Diary Entry 2:
From my last entry I told you about my walk down the dusty, turmoilous and dreadful road if you missed that click here . Growing up, I never expected or hoped to want a life in medicine and this told on my grades in high school. I was a great underachiever in High school till my final year when everyone started to choose a career path. My father God bless is soul was shocked and happy to hear that I wanted a career in medicine. He actually hoped that I would chase a life in IT or engineering due to my history of wanting to know how things worked.
Sure I admired doctors and the life they lived, the respect and trust patients had in them. So while filling my jamb form I chose Medicine and Surgery. I also realized that to be a doctor you had to have high grades so I put in effort into my studies and started scoring high, especially in biology and physics. So when I wrote my jamb I had a pretty good score.
They often say man proposes but God disposes. When admissions season came by and I anticipated my admissions I was saddened to see “sorry no admissions given yet“. My heart sank I was offered Zoology however in my second choice University, Bowen University.
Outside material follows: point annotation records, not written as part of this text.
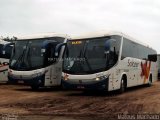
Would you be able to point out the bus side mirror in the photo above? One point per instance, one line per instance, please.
(152, 58)
(58, 47)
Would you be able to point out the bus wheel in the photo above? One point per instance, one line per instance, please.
(123, 87)
(34, 87)
(150, 81)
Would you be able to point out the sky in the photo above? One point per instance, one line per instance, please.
(139, 19)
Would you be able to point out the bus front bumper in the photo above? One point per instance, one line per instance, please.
(39, 80)
(93, 85)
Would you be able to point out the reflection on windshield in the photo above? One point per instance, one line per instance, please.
(27, 55)
(90, 56)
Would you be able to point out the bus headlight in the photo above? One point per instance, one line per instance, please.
(101, 78)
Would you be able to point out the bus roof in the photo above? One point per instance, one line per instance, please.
(42, 35)
(107, 33)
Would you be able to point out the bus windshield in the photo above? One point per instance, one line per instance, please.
(93, 55)
(30, 54)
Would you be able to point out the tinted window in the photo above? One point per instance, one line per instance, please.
(132, 49)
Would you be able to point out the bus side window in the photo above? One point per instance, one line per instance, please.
(8, 51)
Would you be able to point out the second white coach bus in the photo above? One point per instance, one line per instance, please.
(108, 61)
(4, 61)
(36, 60)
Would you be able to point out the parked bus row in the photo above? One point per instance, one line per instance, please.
(104, 61)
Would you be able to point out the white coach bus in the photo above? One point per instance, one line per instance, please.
(36, 60)
(109, 61)
(4, 61)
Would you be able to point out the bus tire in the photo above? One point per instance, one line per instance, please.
(122, 86)
(34, 87)
(150, 81)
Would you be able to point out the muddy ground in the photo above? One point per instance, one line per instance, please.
(57, 104)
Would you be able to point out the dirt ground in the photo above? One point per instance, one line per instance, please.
(57, 104)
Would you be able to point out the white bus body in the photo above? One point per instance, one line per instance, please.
(4, 61)
(34, 63)
(109, 62)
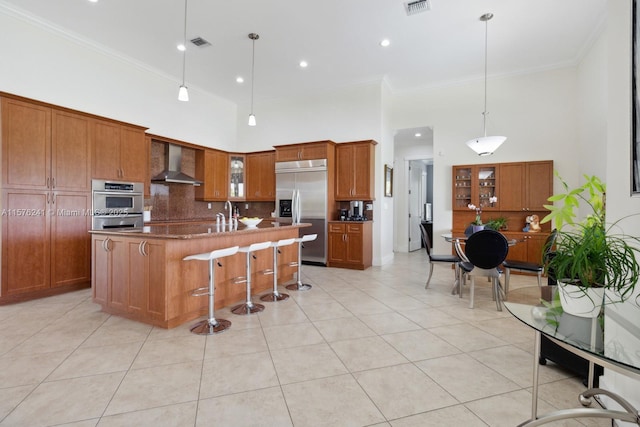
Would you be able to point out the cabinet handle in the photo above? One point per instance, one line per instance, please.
(141, 247)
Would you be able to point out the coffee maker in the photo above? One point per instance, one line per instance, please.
(356, 210)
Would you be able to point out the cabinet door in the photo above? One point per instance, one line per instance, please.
(134, 155)
(354, 243)
(512, 187)
(26, 250)
(539, 184)
(70, 240)
(237, 176)
(363, 156)
(261, 177)
(462, 187)
(287, 154)
(337, 243)
(101, 269)
(344, 172)
(70, 152)
(106, 150)
(26, 145)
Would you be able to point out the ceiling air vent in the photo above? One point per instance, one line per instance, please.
(419, 6)
(200, 42)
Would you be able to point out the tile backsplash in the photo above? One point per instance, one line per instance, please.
(176, 202)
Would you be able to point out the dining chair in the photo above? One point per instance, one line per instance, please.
(530, 267)
(486, 250)
(449, 259)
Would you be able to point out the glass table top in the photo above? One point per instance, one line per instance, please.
(622, 345)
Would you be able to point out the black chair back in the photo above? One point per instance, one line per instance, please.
(486, 249)
(425, 239)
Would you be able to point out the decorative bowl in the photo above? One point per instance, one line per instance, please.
(251, 222)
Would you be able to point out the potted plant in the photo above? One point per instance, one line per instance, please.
(590, 254)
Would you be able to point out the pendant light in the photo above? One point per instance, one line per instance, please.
(253, 37)
(485, 145)
(183, 93)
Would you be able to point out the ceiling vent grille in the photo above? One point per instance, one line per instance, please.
(418, 6)
(200, 42)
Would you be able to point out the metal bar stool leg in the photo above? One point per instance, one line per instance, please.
(275, 295)
(299, 286)
(210, 325)
(248, 307)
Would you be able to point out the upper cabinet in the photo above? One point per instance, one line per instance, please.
(261, 176)
(305, 151)
(474, 184)
(212, 168)
(236, 176)
(355, 163)
(120, 152)
(518, 186)
(44, 148)
(525, 186)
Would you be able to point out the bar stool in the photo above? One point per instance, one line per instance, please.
(299, 286)
(211, 325)
(248, 307)
(275, 295)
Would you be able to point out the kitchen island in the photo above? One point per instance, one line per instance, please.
(141, 275)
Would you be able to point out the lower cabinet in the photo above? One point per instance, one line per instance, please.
(350, 245)
(46, 247)
(529, 246)
(129, 276)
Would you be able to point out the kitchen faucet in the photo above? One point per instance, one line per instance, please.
(230, 210)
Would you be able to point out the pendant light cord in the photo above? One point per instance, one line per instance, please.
(184, 42)
(486, 48)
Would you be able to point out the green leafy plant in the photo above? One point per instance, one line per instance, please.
(590, 252)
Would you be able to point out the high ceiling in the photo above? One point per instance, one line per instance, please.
(338, 38)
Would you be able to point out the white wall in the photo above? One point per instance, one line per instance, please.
(619, 202)
(537, 113)
(41, 64)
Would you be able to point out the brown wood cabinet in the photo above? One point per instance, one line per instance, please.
(525, 186)
(355, 163)
(45, 243)
(474, 184)
(46, 199)
(304, 151)
(350, 244)
(128, 275)
(120, 152)
(212, 168)
(261, 176)
(529, 246)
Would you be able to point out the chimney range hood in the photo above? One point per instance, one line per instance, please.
(172, 172)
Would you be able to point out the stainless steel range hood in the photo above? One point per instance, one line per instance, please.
(173, 168)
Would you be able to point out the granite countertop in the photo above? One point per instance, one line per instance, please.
(195, 230)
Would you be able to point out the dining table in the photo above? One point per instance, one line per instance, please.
(537, 308)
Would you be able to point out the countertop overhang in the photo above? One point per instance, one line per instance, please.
(196, 230)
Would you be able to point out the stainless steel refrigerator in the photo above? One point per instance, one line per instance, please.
(308, 179)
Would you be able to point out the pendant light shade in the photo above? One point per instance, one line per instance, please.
(253, 37)
(485, 145)
(183, 93)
My first semester in Bowen was a time I wished daily I could go back to and correct. I didn’t want to study zoology, so I kept telling everyone who cared to listen that I was going to crossover to medical faculty by my second year. I never backed it up with effort, I was doing badly in my tests and C.As. By the time we wrote exams and the first semester gpa came out, any hopes I had in crossing into medicine was crushed. To get into faculty of medicine one of the major prerequisite was a first class gpa of 4.5 and above. I was borderline second class lower, at the board where I went to check my gpa, I felt my world slow down. I became oblivious of the surroundings, the rejoicing of people at their successes drove me crazy. I was too ashamed to look into the face of the people I had boasted at, I wished countless times that the ground would just open up and swallow me.
I was totally knocked down, I was humbled, I lost face, lost my voice, almost lost interest in everything. I stopped seeing myself achieving the dream I had for myself, I felt like I didn’t have what it took. I had been hit hard with the hammer of truth.